The ACA: Here Are (Mostly) Reasons Why Not
It’s no surprise that our mailbag overflowed with responses to Marie-Eileen Onieal’s editorial, “The ACA, Six Years Later ...” (Clinician Reviews. 2016;26[5]:10, 12). Everyone has an opinion about health care reform—including a nursing legend.
Doc, Cure My Boredom
I am a seasoned, dedicated, and (according to my colleagues and patients) terrific clinician. I have been practicing as an APRN since the mid-80s. I cut my teeth in primary care and geriatrics for more than 10 years, then spent the next 14 in cardiology. With the enactment of the ACA and the shifted focus on primary care, I returned to primary care practice in 2012.
After three years back in primary care in rural Vermont, where I had my own panel of patients, I finally had enough. I was recruited by our local VA to develop a heart failure program; I have been with them since the beginning of this year. (What a godsend! I love my job again.)
The problems in health care, especially primary care, were more than I could sustain. My younger, less experienced colleagues were dropping like flies. I agree the ACA is a first step. But in our rural state, it resulted in many people with health care coverage (a very good thing) but the majority on Medicaid (not a good thing). At the risk of sounding unsympathetic, the problems lie with the government’s control of this enterprise. These patients deserve health care, but they don’t deserve an open checkbook. With our help (I can assure you, in Vermont, there are tremendous resources to help the poor), patients need to take some responsibility for their health.
Despite biweekly office visits, case managers, home care, and social work involvement, patients get bored and decide to visit the emergency department (ED) for minor issues. Medicaid pays for it, no questions asked. One patient, for example, came to my office in the morning, where I did tests and outlined a plan of care. She went home and one hour later presented to the ED for the same (nonacute) issue, because she didn’t want to wait for the plan to work. Unhappy with that visit, she presented to our local tertiary medical center later that day. Since that hospital doesn’t access our records, this patient underwent yet a third evaluation (including x-rays) on the same day, with the exact same plan of care outlined. Medicaid paid for every single thing—my tax dollars at work.

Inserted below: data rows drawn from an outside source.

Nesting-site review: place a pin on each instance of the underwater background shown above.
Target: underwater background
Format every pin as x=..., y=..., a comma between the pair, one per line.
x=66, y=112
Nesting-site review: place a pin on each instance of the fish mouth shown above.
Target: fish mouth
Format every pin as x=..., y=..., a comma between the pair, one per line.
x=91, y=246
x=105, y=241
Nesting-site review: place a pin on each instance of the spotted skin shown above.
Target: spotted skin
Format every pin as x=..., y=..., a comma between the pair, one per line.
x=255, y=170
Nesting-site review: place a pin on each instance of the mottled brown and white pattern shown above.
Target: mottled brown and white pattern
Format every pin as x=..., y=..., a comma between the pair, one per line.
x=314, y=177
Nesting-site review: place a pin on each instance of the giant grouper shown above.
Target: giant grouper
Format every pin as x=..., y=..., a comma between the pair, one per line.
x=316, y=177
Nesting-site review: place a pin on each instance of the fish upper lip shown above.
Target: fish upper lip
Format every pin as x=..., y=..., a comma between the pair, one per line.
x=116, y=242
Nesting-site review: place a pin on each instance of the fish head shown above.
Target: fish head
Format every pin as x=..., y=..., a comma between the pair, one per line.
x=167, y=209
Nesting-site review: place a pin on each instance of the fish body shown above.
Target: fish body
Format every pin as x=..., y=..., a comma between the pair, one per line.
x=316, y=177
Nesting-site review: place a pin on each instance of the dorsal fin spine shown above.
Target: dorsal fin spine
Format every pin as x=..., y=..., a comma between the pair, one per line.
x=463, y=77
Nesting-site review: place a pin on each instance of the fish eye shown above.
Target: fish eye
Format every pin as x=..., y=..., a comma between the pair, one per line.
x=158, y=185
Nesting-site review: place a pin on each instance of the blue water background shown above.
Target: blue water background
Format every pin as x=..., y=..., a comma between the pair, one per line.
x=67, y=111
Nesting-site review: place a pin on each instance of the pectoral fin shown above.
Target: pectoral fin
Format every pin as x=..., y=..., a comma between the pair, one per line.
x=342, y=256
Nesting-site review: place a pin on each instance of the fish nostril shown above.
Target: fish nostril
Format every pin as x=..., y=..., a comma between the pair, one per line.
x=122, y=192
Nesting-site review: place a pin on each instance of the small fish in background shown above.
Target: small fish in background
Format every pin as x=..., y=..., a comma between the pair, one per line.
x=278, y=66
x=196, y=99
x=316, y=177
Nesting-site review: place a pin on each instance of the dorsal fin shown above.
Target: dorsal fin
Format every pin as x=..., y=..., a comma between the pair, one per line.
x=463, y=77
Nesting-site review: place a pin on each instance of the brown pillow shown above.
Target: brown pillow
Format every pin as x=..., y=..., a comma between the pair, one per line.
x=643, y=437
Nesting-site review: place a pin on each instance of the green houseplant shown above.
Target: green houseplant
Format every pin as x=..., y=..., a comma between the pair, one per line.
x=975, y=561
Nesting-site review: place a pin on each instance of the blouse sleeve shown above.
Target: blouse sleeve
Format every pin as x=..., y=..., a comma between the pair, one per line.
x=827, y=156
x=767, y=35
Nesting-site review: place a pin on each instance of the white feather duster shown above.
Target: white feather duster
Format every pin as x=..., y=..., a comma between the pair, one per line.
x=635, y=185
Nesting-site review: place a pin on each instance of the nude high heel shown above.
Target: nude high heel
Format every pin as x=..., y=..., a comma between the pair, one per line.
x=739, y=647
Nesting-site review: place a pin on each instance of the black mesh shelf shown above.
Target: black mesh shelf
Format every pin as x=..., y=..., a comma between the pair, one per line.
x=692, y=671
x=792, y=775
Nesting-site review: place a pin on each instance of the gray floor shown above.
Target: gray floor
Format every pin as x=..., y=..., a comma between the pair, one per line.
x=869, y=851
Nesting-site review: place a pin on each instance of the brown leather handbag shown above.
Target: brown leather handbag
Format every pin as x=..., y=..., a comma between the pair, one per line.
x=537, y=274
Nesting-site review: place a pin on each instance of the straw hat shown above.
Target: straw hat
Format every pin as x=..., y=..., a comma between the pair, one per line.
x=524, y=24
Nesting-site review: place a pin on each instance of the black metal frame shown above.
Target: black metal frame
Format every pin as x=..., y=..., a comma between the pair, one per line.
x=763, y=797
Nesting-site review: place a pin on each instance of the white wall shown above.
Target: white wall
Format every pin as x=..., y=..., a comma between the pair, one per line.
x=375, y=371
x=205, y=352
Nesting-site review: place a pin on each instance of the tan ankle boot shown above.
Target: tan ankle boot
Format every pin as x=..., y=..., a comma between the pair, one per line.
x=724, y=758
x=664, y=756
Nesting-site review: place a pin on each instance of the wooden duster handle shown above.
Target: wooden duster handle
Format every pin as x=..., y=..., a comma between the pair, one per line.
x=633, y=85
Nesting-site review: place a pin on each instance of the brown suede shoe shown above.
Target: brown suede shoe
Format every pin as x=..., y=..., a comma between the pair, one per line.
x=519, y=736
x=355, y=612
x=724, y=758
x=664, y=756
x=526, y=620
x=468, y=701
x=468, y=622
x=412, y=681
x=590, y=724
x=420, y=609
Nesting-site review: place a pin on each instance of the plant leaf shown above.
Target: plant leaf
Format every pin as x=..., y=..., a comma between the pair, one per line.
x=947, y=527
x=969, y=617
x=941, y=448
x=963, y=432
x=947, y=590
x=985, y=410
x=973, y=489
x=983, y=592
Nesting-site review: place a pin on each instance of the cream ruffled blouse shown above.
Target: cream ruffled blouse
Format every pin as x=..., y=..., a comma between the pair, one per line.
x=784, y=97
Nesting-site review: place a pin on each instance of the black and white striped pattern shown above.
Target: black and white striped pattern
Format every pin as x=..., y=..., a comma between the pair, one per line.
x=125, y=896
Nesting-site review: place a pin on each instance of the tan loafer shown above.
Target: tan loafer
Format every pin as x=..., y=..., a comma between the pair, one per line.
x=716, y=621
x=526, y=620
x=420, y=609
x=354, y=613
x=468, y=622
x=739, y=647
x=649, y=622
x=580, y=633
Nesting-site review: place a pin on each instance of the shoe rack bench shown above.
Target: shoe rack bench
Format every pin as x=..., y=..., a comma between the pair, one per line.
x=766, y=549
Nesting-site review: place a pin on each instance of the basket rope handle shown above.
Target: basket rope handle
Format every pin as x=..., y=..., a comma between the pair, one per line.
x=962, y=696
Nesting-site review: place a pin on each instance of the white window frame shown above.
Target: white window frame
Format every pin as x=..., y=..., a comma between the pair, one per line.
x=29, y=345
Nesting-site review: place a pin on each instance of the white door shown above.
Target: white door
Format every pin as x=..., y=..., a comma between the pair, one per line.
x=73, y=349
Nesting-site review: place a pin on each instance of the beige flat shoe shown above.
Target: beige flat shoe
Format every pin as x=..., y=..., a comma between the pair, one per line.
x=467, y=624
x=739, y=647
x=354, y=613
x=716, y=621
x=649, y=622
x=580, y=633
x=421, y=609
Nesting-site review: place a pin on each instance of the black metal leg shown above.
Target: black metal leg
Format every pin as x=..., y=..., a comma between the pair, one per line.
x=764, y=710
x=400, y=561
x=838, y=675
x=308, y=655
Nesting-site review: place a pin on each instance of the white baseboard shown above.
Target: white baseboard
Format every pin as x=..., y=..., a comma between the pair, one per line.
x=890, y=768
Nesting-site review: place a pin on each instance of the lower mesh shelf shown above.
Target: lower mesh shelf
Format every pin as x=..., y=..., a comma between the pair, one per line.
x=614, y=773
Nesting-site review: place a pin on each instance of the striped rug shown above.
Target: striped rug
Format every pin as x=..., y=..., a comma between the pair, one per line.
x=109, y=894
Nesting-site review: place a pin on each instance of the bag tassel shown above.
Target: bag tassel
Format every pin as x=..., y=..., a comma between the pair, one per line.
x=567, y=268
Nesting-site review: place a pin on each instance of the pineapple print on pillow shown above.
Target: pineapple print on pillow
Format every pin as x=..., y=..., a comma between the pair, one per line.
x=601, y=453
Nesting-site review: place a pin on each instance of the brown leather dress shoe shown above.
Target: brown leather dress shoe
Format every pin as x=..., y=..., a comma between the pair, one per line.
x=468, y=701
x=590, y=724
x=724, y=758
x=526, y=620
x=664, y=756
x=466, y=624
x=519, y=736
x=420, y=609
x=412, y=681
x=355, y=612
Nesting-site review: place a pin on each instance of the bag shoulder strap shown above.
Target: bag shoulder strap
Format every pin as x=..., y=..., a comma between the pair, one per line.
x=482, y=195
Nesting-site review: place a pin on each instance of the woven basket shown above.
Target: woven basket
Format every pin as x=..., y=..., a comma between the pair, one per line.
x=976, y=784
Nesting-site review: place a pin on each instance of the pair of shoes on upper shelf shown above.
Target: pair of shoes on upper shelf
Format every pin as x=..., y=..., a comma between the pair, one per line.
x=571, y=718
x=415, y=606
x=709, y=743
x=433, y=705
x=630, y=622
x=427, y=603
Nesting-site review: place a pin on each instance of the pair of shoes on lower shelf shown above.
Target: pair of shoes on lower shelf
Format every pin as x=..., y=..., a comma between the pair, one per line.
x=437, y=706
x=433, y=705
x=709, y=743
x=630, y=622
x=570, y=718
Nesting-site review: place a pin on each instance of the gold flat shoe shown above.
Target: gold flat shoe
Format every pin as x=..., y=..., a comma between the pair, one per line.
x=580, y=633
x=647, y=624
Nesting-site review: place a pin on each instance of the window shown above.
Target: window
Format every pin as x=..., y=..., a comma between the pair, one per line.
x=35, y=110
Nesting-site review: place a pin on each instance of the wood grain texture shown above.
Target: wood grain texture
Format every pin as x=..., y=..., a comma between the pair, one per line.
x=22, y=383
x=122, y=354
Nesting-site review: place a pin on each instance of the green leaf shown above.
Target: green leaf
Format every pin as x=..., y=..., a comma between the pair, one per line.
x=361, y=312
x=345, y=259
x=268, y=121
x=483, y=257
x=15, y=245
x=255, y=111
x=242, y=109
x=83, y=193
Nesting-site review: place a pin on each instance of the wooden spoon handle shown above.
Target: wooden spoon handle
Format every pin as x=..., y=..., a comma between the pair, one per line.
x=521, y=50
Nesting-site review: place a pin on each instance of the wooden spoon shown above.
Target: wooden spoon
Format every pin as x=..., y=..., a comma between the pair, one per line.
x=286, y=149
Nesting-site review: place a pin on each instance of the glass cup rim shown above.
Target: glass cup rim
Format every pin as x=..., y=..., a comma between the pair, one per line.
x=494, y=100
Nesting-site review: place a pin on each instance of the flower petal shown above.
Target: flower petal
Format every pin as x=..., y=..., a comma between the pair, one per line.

This isn’t an anomaly. Every day, I had endless encounters with this “open checkbook” approach and patients’ need for immediate gratification (despite being educated on their health problem, its expected duration, and a clear plan of care). Our culture has become centered on immediate gratification, and there is a lack of personal responsibility for one’s health. Patients—all of us—need to take responsibility for our health.
With so many people on state-sponsored plans as a result of the ACA, patients have no “skin in the game,” so to speak. They are poor, and I sympathize with that. Yet, unless they are made aware of the cost of these “boredom ED visits” and expensive tests, etc, this behavior will only continue to bankrupt the system.
Unfettered health care expenditures are not only unsustainable, they are also beyond aggravating for my many patients who pay exorbitant amounts of money on high-deductible plans. Those are the people I worry about most. They are being priced out of their health care!
So yes, the ACA is a first step—but not a good one. It simply didn’t go far enough, and it has led to burnout and chaos in the frontlines, increasing costs, and a boon to the insurance companies.
Until we eliminate private insurance companies from the equation, put every citizen on a level playing field, and expect a collaborative approach with our patients (as well as ownership of their health), it will only get worse.